El líder republicano es, sin dudas, el mayor aliado de Orban en el exterior. El Mandatario húngaro también es cercano a los gobiernos de Xi Jinping (China) y de Vladimir Putin (Rusia).

También cuenta con el apoyo de dirigentes extranjeros como la primera ministra italiana Giorgia Meloni y el israelí Benjamin Netanyahu. A nivel latinoamericano, Orban ha querido acercarse a líderes de la región, reuniéndose con mandatarios como el argentino Javier Milei y el chileno José Antonio Kast.

Así las cosas, el Mandatario se ha querido mostrar como una "opción segura" en un mundo inestable marcado por las guerras en Ucrania y Medio Oriente.

El retador


En la vereda del frente está Peter Magyar, eurodiputado de 45 años y exmilitante del Fidezs que se convirtió en un desencantado de las políticas de Orban y ahora es un gran crítico de su gestión.

Este europarlamentario irrumpió en la escena política húngara a comienzos de 2024, denunciando la corrupción y el clientelismo del gobierno, a raíz de un escándalo relacionado con el indulto presidencial concedido al cómplice de un pedófilo condenado.

Magyar ha estado un año y medio recorriendo toda Hungría y ha logrado sumar apoyos para aglutinar el voto de la oposición, desde la izquierda hasta la centroderecha, capitalizando en su persona el descontento ciudadano.

El dirigente conservador centró su campaña en la crítica a la corrupción del Gobierno, así como en la precaria situación de la enseñanza, la salud y otros servicios públicos, acusando a Orban de querer sacar al país de la Unión Europea (UE).

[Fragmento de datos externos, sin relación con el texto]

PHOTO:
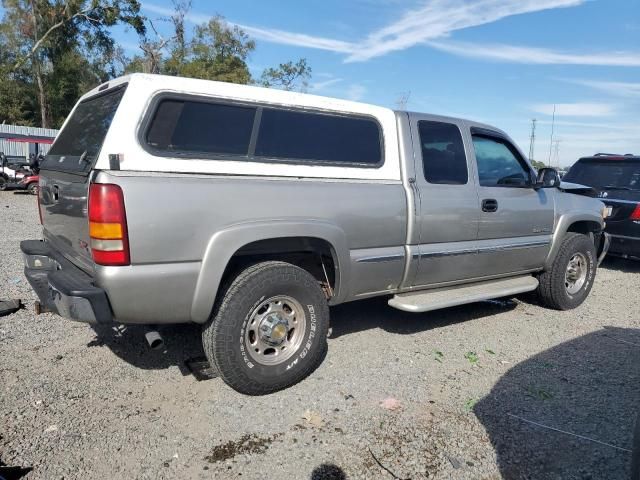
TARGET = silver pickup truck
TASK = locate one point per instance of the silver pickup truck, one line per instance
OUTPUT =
(251, 211)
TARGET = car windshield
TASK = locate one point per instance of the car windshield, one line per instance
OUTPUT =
(78, 144)
(606, 174)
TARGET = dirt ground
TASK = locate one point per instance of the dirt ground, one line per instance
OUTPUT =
(502, 389)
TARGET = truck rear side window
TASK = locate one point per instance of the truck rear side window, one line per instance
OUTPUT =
(613, 174)
(443, 157)
(303, 137)
(499, 164)
(77, 146)
(201, 127)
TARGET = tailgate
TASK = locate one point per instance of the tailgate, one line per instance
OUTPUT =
(65, 175)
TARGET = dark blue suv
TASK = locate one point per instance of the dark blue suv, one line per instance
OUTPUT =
(616, 181)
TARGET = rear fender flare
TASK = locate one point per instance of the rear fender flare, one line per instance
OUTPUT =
(225, 243)
(564, 223)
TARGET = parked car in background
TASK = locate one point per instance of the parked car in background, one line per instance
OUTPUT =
(616, 181)
(250, 211)
(28, 183)
(9, 173)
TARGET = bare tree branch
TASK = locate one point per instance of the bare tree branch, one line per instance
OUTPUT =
(41, 40)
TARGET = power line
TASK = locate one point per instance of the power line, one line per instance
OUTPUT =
(553, 125)
(532, 142)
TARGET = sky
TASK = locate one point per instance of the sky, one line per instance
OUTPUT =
(503, 62)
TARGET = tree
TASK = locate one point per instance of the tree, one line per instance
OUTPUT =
(63, 47)
(537, 164)
(288, 76)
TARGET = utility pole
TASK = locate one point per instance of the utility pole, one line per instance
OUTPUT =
(403, 100)
(532, 142)
(553, 125)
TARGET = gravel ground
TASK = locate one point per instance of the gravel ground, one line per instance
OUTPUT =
(447, 394)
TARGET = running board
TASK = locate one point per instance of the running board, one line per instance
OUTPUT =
(427, 300)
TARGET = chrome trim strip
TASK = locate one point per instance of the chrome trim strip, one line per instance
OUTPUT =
(449, 253)
(623, 237)
(499, 248)
(380, 258)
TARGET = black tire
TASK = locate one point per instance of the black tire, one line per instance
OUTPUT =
(225, 339)
(553, 291)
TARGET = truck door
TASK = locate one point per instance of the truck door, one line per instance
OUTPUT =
(516, 220)
(448, 208)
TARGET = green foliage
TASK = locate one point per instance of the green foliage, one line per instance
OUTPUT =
(214, 50)
(537, 164)
(470, 404)
(288, 76)
(53, 51)
(472, 357)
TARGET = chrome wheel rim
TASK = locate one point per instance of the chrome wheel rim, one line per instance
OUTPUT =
(275, 330)
(576, 274)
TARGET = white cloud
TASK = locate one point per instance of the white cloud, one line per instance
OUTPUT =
(356, 92)
(622, 89)
(576, 109)
(439, 18)
(323, 84)
(531, 55)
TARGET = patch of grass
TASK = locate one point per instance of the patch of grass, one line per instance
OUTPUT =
(472, 357)
(469, 404)
(539, 393)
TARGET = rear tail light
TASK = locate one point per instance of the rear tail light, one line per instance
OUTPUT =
(108, 225)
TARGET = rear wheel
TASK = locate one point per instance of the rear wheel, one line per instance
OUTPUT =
(569, 280)
(269, 330)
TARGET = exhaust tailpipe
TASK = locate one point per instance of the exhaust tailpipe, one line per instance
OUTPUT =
(154, 339)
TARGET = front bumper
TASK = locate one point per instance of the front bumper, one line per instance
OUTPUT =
(15, 186)
(605, 245)
(62, 287)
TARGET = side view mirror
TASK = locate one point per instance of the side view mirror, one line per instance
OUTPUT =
(548, 178)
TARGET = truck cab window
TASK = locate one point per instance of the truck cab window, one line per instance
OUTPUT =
(443, 158)
(499, 164)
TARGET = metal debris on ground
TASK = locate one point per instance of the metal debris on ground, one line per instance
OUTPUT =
(201, 368)
(7, 307)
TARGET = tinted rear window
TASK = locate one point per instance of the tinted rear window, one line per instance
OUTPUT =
(316, 137)
(200, 127)
(443, 155)
(78, 144)
(605, 173)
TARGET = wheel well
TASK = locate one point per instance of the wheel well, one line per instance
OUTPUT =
(585, 227)
(314, 255)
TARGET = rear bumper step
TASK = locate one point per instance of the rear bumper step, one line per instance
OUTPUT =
(62, 287)
(427, 300)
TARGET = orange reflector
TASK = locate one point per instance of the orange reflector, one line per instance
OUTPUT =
(105, 231)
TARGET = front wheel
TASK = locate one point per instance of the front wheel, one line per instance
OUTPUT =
(269, 330)
(569, 280)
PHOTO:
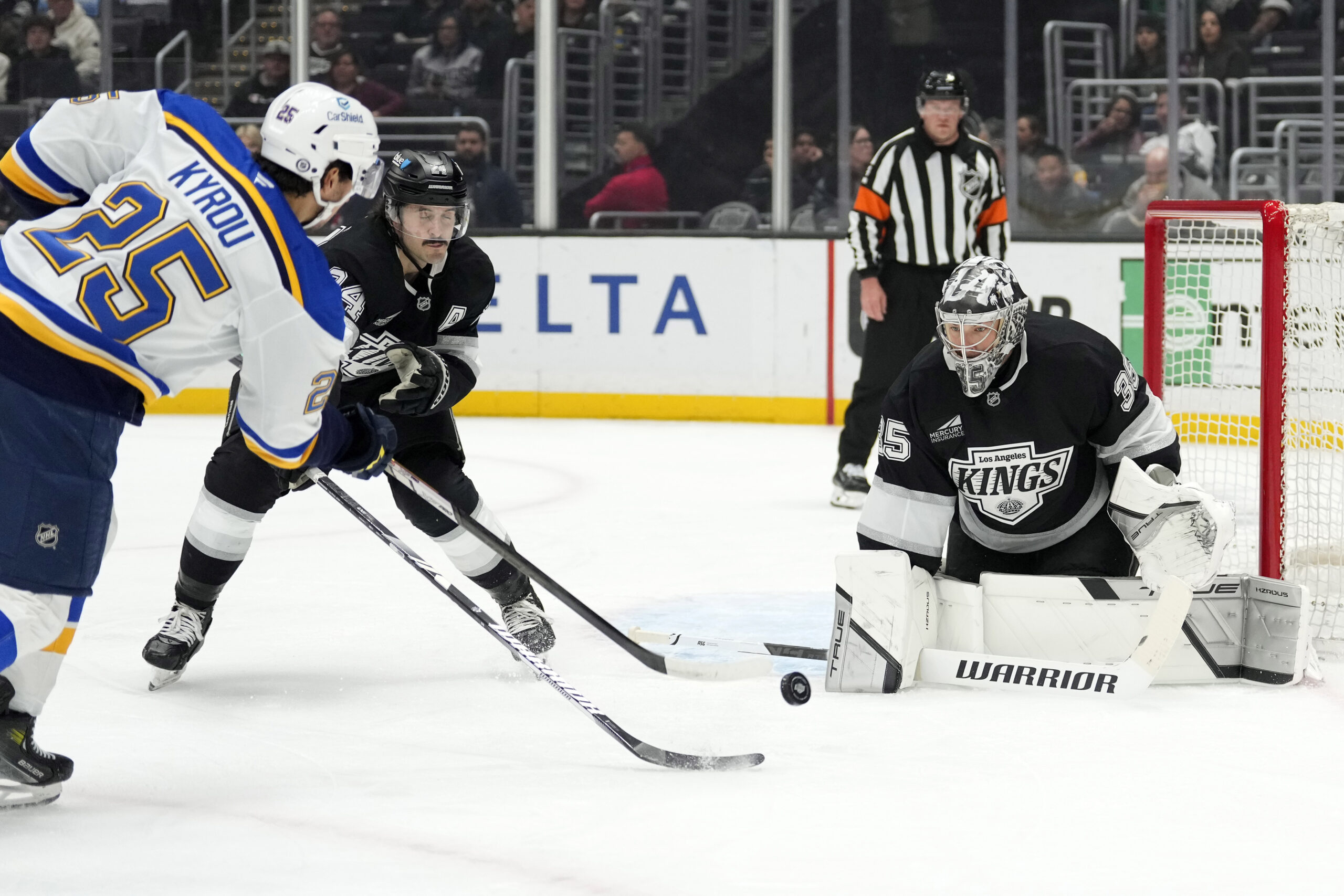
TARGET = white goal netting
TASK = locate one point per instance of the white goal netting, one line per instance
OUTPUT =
(1213, 383)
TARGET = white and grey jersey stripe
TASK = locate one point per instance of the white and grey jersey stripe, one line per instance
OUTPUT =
(905, 519)
(922, 205)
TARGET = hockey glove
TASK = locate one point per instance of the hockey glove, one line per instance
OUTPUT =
(371, 444)
(424, 382)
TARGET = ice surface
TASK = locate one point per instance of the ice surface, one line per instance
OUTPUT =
(349, 731)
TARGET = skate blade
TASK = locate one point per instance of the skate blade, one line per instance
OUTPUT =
(14, 796)
(164, 678)
(850, 500)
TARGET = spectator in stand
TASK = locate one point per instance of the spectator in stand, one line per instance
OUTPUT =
(639, 186)
(1150, 59)
(448, 69)
(579, 14)
(518, 42)
(1110, 151)
(42, 69)
(328, 33)
(483, 25)
(1031, 143)
(1195, 139)
(420, 20)
(495, 201)
(81, 38)
(1053, 199)
(824, 195)
(1151, 187)
(347, 76)
(269, 82)
(250, 135)
(1218, 54)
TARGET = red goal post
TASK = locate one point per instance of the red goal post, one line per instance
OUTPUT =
(1244, 340)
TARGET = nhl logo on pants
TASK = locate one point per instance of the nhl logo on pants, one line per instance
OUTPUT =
(47, 535)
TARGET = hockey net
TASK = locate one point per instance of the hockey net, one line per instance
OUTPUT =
(1244, 340)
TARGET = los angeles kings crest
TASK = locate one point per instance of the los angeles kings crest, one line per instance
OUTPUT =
(1007, 483)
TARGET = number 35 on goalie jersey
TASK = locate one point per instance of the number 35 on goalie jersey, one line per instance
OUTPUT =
(1023, 467)
(164, 250)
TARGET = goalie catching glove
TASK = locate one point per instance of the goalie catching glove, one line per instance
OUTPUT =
(1172, 529)
(424, 382)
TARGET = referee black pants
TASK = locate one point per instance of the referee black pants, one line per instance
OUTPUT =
(887, 347)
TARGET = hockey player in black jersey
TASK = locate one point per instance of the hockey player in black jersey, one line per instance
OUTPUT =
(1003, 437)
(414, 288)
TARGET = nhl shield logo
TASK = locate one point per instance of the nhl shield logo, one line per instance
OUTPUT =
(972, 182)
(47, 535)
(1009, 481)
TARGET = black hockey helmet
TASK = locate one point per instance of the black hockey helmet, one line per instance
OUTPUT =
(942, 85)
(418, 178)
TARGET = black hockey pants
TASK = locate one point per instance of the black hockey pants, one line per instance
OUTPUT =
(1098, 549)
(889, 345)
(428, 446)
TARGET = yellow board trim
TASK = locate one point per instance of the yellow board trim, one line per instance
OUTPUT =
(581, 405)
(62, 641)
(245, 183)
(13, 170)
(32, 325)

En esa línea, se comprometió entre otras cosas a actuar con firmeza contra la "corrupción generalizada" y a desbloquear los 90.000 millones de euros de fondos congelados por la UE debido a las violaciones del Estado de derecho.

Europa mira con atención


Estas elecciones son seguidas con mucha atención en el exterior, sobre todo en la Unión Europea, que ha tenido múltiples enfrentamientos con Viktor Orban, al que le reprocha no respetar los tratados firmados por Hungría al adherirse al bloque en 2004.

El primer ministro ultraconservador cultiva buenas relaciones con potencias que quieren debilitar la UE, como los Estados Unidos de del presidente Donald Trump, China y la Rusia de Vladimir Putin, a la que sigue comprando hidrocarburos.

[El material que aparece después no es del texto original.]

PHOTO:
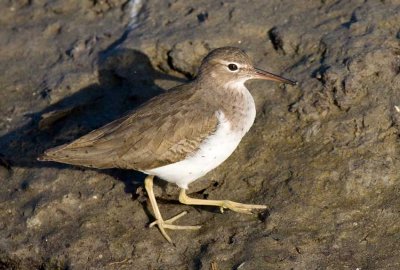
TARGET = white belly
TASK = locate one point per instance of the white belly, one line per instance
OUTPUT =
(211, 153)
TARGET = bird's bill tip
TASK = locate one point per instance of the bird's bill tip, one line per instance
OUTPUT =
(264, 75)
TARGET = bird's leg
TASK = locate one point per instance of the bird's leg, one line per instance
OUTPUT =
(163, 224)
(234, 206)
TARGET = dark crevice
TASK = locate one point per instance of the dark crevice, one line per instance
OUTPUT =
(276, 39)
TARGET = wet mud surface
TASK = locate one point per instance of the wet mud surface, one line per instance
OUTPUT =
(323, 155)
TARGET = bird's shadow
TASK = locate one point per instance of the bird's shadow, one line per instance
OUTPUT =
(126, 80)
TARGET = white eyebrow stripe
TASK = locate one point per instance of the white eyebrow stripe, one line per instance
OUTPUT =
(230, 62)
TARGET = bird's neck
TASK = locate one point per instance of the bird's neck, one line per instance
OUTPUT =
(237, 104)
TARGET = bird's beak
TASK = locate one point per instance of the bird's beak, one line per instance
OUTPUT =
(264, 75)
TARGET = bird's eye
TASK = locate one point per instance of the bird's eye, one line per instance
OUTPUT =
(232, 67)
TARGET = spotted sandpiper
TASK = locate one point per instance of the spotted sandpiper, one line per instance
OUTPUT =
(181, 135)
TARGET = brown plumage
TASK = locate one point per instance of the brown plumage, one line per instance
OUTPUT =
(151, 136)
(180, 135)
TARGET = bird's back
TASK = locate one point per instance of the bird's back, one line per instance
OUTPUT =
(162, 131)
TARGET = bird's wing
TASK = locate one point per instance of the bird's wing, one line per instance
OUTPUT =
(163, 131)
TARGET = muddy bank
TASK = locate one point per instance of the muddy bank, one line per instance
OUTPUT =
(323, 155)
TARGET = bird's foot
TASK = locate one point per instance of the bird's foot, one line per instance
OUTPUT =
(240, 207)
(167, 224)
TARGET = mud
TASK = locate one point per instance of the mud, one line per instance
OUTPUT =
(323, 155)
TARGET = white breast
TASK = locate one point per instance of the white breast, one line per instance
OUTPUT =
(213, 151)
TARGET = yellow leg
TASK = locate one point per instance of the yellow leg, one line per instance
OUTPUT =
(163, 224)
(234, 206)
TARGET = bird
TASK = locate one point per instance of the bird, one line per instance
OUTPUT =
(180, 135)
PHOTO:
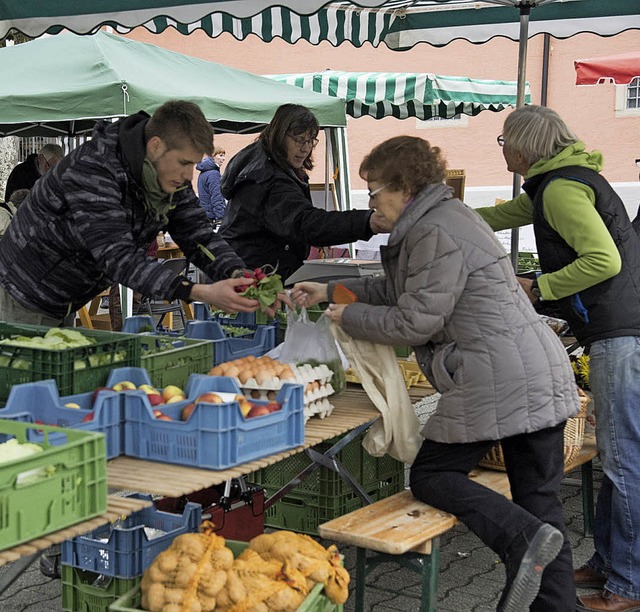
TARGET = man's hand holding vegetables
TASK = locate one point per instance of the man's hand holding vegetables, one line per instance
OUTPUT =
(88, 223)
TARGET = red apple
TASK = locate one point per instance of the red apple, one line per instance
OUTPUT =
(155, 399)
(257, 411)
(210, 398)
(187, 411)
(95, 393)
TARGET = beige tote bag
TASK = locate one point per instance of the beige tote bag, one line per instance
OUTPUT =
(397, 433)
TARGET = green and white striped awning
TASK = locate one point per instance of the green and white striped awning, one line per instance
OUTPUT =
(399, 24)
(408, 94)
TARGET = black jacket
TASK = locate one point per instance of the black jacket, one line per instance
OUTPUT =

Todo esto hace que un quinto mandato del líder húngaro pueda significar que seguirá limitando "la capacidad de la UE para hablar con una sola voz", consideró Zsuzsanna Vegh, coordinadora de programas del centro de reflexión German Marshall Fund, en diálogo con AFP. El dirigente incluso se sentiría "envalentonado", porque "cuenta con el apoyo del presidente estadounidense", destacó.

Zoltán Kiszelly, del grupo de pensamiento progubernamental Századvég, no comparte esa opinión y cree que será posible llegar a un acuerdo, ya que la UE necesita el apoyo de Hungría para sus decisiones por unanimidad, mientras que Budapest requiere desbloquear los fondos europeos para volver a encarrilar su economía.

Lo cierto es que en caso de un cambio de gobierno en Hungría ninguno de los analistas consultados espera un giro "incondicionalmente" proeuropeo y proucraniano por parte de Peter Magyar. "Llevaría a cabo una política soberanista, aunque constructiva, respecto a la UE, y seguiría oponiéndose a la inmigración y al Pacto sobre Migración", opina Vegh.

Sin embargo, el "veto húngaro desaparecería" y su oposición a Bruselas ya no sería tan "espectacular", afirma Kiszelly, quien considera que su línea se parecería más a la de la presidenta del Consejo italiano, Giorgia Meloni, o del primer ministro eslovaco, Robert Fico.

Por el contrario, los especialistas concuerdan que una victoria de Orban mantendría a Hungría en una senda antidemocrática. Si sale victorioso, "se puede esperar una mayor radicalización y una intensificación de las acciones agresivas contra los opositores políticos", predijo András Biro-Nagy, director del grupo de reflexión Policy Solutions, quien recuerda que en febrero el primer ministro amenazó con seguir tomando medidas drásticas contra "las falsas organizaciones de la sociedad civil, los periodistas a sueldo, los jueces y los políticos".